Alpine Pilgrimage, by Dr. Julius Kugy. Translated by H. E. G. Tyndale. 374 pages, 25 illustrations. London. John Murray, 1934. Price 12s.
Perhaps you have a corner of a shelf among your mountain books reserved for The Playground of Europe, Scrambles Among the Alps, My Climbs in the Alps and Caucasus—the old de-pendables. Don’t you turn to it twice as often as to the big expedition books or the narratives of the modern daredevils? If you have such a shelf push something over and make a place on it for this one. Dr. Kugy’s book is the genuine and authentic vintage.
There are those who will find Alpine Pilgrimage unexciting. Its author believes that it is better to live on the mountains than to die on them. Here are no five-day bivouacs along the Peteret Ridge or hanging in ropes all night on Dolomite faces. It is an unpretentious record of climbs made, most of them, many years ago. They were, to a large extent and except for the pioneer work in the Julian Alps, repetitions of classic routes. They were made with guides.
And yet the book is one that stirs you and leads you on.
The reason for it is plain. Dr. Kugy is a great and simple soul who loves mountains with a passion that pervades every atom of his being. He cares so much that he could probably have made the subject exciting even if his writing lacked the charm that it most decidedly has.

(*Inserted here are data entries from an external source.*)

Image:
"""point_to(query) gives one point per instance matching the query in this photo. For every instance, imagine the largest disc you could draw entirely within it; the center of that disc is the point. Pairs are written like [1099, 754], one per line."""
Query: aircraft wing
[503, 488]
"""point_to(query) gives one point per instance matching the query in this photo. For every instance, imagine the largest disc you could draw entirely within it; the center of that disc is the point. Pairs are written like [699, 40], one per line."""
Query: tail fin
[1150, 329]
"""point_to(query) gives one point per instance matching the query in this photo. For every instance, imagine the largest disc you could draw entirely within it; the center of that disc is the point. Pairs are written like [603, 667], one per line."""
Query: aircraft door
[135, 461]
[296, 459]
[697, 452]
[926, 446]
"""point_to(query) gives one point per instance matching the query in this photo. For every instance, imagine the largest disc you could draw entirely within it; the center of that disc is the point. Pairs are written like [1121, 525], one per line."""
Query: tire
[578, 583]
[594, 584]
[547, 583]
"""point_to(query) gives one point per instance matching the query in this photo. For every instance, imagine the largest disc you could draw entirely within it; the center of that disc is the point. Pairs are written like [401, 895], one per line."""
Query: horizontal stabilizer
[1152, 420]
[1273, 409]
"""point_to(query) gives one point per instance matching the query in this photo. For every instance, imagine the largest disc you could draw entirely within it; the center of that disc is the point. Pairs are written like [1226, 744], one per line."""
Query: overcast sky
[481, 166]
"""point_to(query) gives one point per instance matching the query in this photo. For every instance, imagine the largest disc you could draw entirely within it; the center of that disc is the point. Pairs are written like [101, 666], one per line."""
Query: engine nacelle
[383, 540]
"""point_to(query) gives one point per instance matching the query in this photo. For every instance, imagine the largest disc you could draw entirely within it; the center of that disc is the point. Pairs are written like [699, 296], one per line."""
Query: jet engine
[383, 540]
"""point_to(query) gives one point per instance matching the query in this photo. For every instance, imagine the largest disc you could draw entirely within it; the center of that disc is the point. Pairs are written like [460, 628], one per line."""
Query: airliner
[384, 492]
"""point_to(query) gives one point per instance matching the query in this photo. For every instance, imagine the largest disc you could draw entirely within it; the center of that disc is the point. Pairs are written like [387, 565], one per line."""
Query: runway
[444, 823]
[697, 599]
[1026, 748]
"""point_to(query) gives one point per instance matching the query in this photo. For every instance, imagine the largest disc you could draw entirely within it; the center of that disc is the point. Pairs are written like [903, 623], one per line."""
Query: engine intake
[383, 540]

The first section of the book is devoted to the Julian Alps. For that group, plainly visible from Dr. Kugy’s home in Trieste, he has the deepest affection. It has preoccupied him from childhood to old age and he knows it as a man knows his own yard. The Julians are, I suppose, new territory to most of us. To one who likes to study a new district this part of the book, with its accompanying map, offers the material for many well occupied evenings.
After a rather casual encounter with the Dolomites, for which he never particularly cared, Dr. Kugy goes on to the Western Alps. At the age of twenty-eight, in 1886, he came to Zermatt, making his entrance in the grand manner by a traverse of Monte Rosa. For nearly thirty years he came back season after season, going everywhere, but giving his chief attention to the Pennines and the peaks of Dauphiné. The climbs are well described and hold the interest whether or not one is familiar with the routes. His climbing career bridges the gap from the Golden Age to the modern. We see Mummery, Collie, Alexander Burgener, Daniel Maquignaz and many others of the stalwarts.